Gartenzwerg, zeig mir deinen Pinsel

www.annelisezwez.ch        Annelise Zwez in Bieler Tagblatt vom 14. März 2011

22 Kunstschaffende von Biel bis La Neuveville begegnen sich in der Galerie Mayhaus in Erlach. Mit der Ausstellung will Junior-Galerist Ilja Steiner einen Akzent setzen.

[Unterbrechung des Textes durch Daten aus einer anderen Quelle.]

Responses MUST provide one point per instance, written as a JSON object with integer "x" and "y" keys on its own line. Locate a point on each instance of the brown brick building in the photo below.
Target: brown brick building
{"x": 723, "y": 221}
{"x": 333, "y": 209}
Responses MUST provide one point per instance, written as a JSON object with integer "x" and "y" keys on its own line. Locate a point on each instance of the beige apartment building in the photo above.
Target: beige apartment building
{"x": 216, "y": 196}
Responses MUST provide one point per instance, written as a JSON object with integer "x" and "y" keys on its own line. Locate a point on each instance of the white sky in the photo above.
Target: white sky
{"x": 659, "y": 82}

Wenn sich in einer Ausstellung ein pausbäckiger Zipfelmützler in Szene setzt, ist Pavel Schmidt nicht weit. Es wäre zynisch „Gartenzwerg, zeig mir deinen Pinsel“ als Kommentar des Künstlers zur neuen Situation in der Galerie Mayhaus in Erlach zu interpretieren, doch latent reizt es, umsomehr als Schmidt vier weitere Werke ausstellt, die er „Ziehen, Stossen, Poussez, Tirez“ nennt. Um eine Galerie neu zu lancieren, braucht es  tatsächlich unerschrockenen Zwergenmut, Stoss- und Zieh-Kraft, auch wenn im Fall des Mayhauses dem 21-jährigen Galeristensohn Ilja Steiner einiges an Know-How in die Wiege gelegt wurde und das Haus eine lange und renommierte Tradition als Kunst-Ort hat.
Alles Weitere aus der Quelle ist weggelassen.